Déjà, les élèves doivent comprendre que l’oral, ce n’est pas juste un ensemble de mots, de phrases qui s’appuient sur une syntaxe. J’aime beaucoup – pendant mes cours – mettre en voix des textes. Imaginons qu’on écoute un discours d’un.e homme/femme politique… Je demande aux élèves de le lire d’abord à voix basse – oui, ça donne lieu à un peu de brouhaha parfois – pour qu’ils accentuent les mots porteurs de sens lorsqu’ils mettront en voix/liront la retranscription de ce discours. J’aime aussi beaucoup jouer avec les différents tons. On peut par exemple faire lire le même texte avec une voix chevrotante, triste puis ensuite le lire d’une voix plus enjouée. Le ton, la voix, le débit, le volume sonore, les pauses, le silence, le langage corporel… Tous ces éléments contribuent à l’oral, à la formation d’un langage.
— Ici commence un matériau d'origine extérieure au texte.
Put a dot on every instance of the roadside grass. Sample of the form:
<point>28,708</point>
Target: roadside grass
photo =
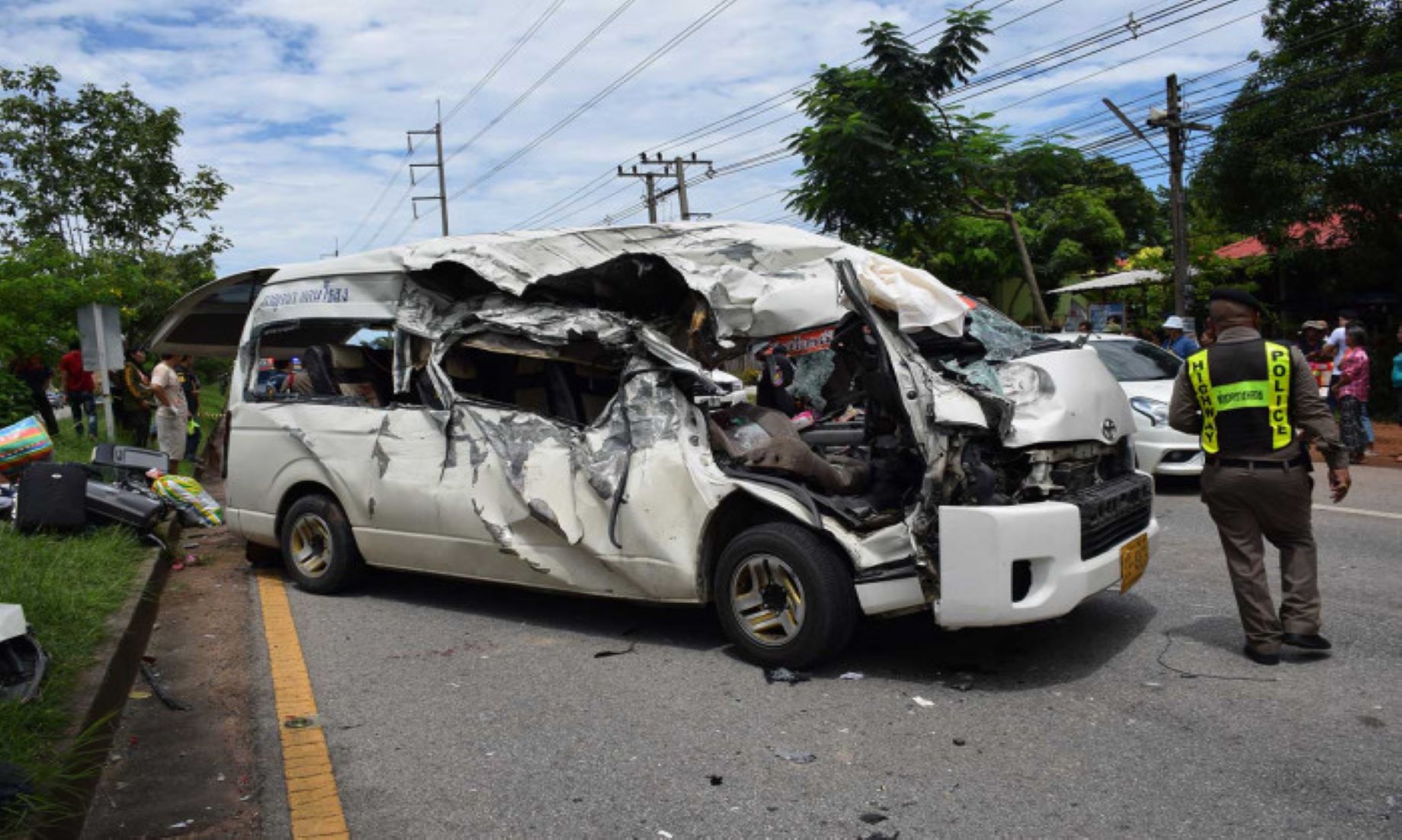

Par ailleurs, l’une des choses qui nous énervent le plus – nous les profs de LVA – ce sont les bavardages personnels… en français. HORREUR. Si au moins ils se racontaient leur week-end en anglais/espagnol/allemand…. ce serait déjà une belle victoire ! Pour palier ce problème, j’ai mis en place un stratagème ! Si je surprends un élève en train de discuter, de bavarder, de parler en français et non en anglais (je le fais avec mes terminale spé AMC – anglais), il perd un point. À la fin de l’heure, l’élève qui a le plus perdu de points – car il s’est exprimé en français à plusieurs reprises – doit relever un challenge ! Généralement, ce sont des challenges bienveillants déterminés par l’ensemble de la classe : dessiner quelque chose au tableau, chanter, raconter une blague… Le tout dure seulement une minute et je réserve cette minute plus ou moins détente à la fin de chaque heure. On peut aussi envisager de le faire à la fin de chaque semaine. L’idée est de bannir le français qui n’est pas nécessaire du cours de LVA.

L’oral (en plus d’alterner entre des moments de silence et des moments de discours), c’est aussi l’interaction entre les élèves ! Terme-clef, et concept que nous… profs de LVA rêvons de mettre en place de manière pérenne ! Pour cela, j’ai tendance à déléguer la parole. Par exemple si nous lisons un texte, je demande à un élève (d’un bon niveau) de me remplacer et de jouer le rôle de l’enseignant. Généralement, ils aiment bien car ça leur permet d’aller au tableau, d’écrire au tableau éventuellement, de jouer au prof, de se dégourdir les jambes… Ils ont ensuite pour mission de poser les questions que je serais susceptible de poser aux élèves. Pour ça, je les guide un peu au début. Ils peuvent poser des questions de compréhension précises ou plus générales sur le texte.

Idem, suite à une CO (compréhension orale, visionnage d’une vidéo/audio), on peut mettre en place des battle of words. Deux binômes s’affrontent : le but est de donner le plus de mots/expressions/idées entendus dans le document. Si un binôme répète les termes employés par l’autre binôme… alors il est éliminé du jeu. Évidemment, on ne peut pas organiser cette activité à chaque fois car ça prend du temps !

Autre activité que j’aime bien organiser : des débats tournants. Par exemple lors d’une séquence sur les élections américaines (oui, je sais ça date un peu… on peut retenir l’idée pour 2024 du coup !), on travaille sur les programmes politiques des Républicains et des Démocrates et là… débats tournants. Les élèves piochent un rôle et ont une minute pour débattre avec leur adversaire politique (un élève qui représente le parti adverse) sur un thème en particulier – sécurité sociale, port d’armes etc. Lors de nos tâches finales ou intermédiaires, on essaye toujours de scénariser, de faire un peu de théâtre ou de mise en scène. Les conférences de presse et les débats fonctionnent généralement bien (à préparer en amont avec les élèves bien entendu, pour que ça ne devienne pas n’importe quoi).

Mais le plus dur, en tant que prof de LVA, est vraiment de créer des moments d’interaction entre les élèves… On y arrive parfois : pour cela, on peut s’appuyer sur nos fameux bavards qui peuvent être à l’aise en langue et sont un peu « bossy »/autoritaires parfois ! Cherchez bien… il y en a forcément au moins un.e qui aime se mettre en avant ! (et merci à lui/elle).